Commons : Tool  - collection of pictures, videos and audio files
Wikiquote: Tool  - Quotes
Wiktionary: Tool  - explanations of meanings, word origins, synonyms, translations

Individual evidence

  1. ^ " The use of an external object as a functional extension of mouth or beak, hand or claw, in the attainment of an immediate goal ". Jane van Lawick-Goodall: Tool-using in primates and other vertebrates . In: DS Lehrman, RA Hinde, E. Shaw (eds.): Advances in the study of behavior . Vol. 3. Academic Press, New York (NY) 1970, pp. 195-249 . Quoted from: Vicki K. Bentley-Condit, EO Smith: Animal tool use: current definitions and an updated comprehensive catalog . In: Behavior . Vol. 147, No. 2 . Brill, 2010, ISSN  0005-7959 , pp. 185-221; A1-A32 , doi : 10.1163 / 000579509X12512865686555 ( [PDF]). For further definitions see ( memento of the original from October 25, 2014 in the Internet Archive ) Info: The archive link was inserted automatically and has not yet been checked. Please check the original and archive link according to the instructions and then remove this notice. @1@ 2Template: Webachiv / IABot /
  2. Tool, n. (And m.), Instrumentum. In: Jacob Grimm , Wilhelm Grimm (Hrsg.): German dictionary . tape 29 : Little Wiking - (XIV, 1st section, part 2). S. Hirzel, Leipzig 1960, Sp. 419-426 ( ).

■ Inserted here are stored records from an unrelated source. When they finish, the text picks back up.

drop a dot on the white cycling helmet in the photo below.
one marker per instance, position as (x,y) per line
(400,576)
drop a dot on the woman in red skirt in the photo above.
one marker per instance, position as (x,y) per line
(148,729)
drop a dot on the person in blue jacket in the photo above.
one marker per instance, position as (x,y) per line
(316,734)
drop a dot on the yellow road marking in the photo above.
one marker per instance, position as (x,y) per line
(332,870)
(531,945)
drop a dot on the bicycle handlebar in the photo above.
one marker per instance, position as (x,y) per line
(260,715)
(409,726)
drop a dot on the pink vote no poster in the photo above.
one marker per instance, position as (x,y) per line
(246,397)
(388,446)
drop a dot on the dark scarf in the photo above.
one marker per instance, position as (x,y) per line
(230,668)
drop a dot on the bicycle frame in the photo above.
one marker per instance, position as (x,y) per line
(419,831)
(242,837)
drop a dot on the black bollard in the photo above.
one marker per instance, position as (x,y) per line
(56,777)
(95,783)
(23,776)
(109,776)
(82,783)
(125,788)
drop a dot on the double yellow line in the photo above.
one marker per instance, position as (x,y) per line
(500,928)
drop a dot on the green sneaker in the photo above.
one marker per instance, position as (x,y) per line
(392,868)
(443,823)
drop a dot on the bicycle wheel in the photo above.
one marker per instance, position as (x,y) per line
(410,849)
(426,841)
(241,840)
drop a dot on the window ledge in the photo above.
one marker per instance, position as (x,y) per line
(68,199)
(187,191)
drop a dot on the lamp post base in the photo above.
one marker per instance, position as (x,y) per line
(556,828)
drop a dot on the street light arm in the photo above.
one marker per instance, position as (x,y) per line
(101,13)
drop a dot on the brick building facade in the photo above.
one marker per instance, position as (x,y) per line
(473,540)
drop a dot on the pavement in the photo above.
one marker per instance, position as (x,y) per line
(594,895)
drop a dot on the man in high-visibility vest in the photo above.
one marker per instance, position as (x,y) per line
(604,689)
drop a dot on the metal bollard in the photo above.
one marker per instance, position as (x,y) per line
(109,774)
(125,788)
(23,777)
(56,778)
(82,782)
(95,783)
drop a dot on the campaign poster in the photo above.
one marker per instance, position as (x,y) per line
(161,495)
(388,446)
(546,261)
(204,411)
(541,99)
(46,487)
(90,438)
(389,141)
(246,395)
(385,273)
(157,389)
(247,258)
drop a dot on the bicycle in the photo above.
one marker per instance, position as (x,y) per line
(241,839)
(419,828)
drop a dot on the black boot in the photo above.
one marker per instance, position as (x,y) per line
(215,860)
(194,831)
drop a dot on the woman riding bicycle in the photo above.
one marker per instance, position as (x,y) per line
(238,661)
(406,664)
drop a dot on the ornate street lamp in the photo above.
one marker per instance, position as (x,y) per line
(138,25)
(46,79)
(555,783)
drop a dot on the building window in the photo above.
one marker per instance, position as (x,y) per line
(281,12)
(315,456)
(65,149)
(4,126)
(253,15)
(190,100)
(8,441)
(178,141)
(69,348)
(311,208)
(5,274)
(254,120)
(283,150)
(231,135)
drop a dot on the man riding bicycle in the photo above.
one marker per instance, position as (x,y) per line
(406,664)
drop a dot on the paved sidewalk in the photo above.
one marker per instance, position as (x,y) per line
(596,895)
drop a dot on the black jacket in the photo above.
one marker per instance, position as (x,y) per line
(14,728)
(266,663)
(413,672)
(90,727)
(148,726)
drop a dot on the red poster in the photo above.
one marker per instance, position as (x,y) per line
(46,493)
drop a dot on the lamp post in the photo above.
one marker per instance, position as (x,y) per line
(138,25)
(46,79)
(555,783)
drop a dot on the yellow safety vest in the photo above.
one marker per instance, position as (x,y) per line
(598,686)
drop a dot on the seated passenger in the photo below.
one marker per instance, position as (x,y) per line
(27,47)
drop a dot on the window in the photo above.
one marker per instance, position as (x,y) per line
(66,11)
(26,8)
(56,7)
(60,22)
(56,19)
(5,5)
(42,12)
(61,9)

  3. equipment, f. instructio, armatura. In: Jacob Grimm , Wilhelm Grimm (Hrsg.): German dictionary . tape 1 : A - Beer whey - (I). S. Hirzel, Leipzig 1854, Sp. 942 ( ).
  4. ^ Julius Leo: Instrumentarium chirurgicum. With a preface by Johann Nepomuk Rust . 1824.
  5. Armaments, n., In older language also m.. In: Jacob Grimm , Wilhelm Grimm (Hrsg.): German dictionary . tape 14 : R - skewness - (VIII). S. Hirzel, Leipzig 1893, Sp. 1553–1554 ( ).
  6. ^ Stuff, n., M., Collective word for neuter Concreta. In: Jacob Grimm , Wilhelm Grimm (Hrsg.): German dictionary . tape 31 : Z-Zmasche - (XV). S. Hirzel, Leipzig 1956, Sp. 825-838 ( ).
  7. Examples in this sense are given by the Brothers Grimm: "In a concrete sense, a device as a means to support or replace the human hand when processing objects or materials." Tool 1). In: Jacob Grimm , Wilhelm Grimm (Hrsg.): German dictionary . tape 29 : Little Wiking - (XIV, 1st section, part 2). S. Hirzel, Leipzig 1960, Sp. 419-421 ( ).
  8. Tool 3) a). In: Jacob Grimm , Wilhelm Grimm (Hrsg.): German dictionary . tape 29 : Little Wiking - (XIV, 1st section, part 2). S. Hirzel, Leipzig 1960, Sp. 422-424 ( ).
  9. Anthropology: Bones reveal early tool use, January 22, 2015.
  10. ^ Dieter Haller (text), Bernd Rodekohr (illustrations): Dtv-Atlas Ethnologie. 2nd Edition. dtv, Munich 2010, p. 139.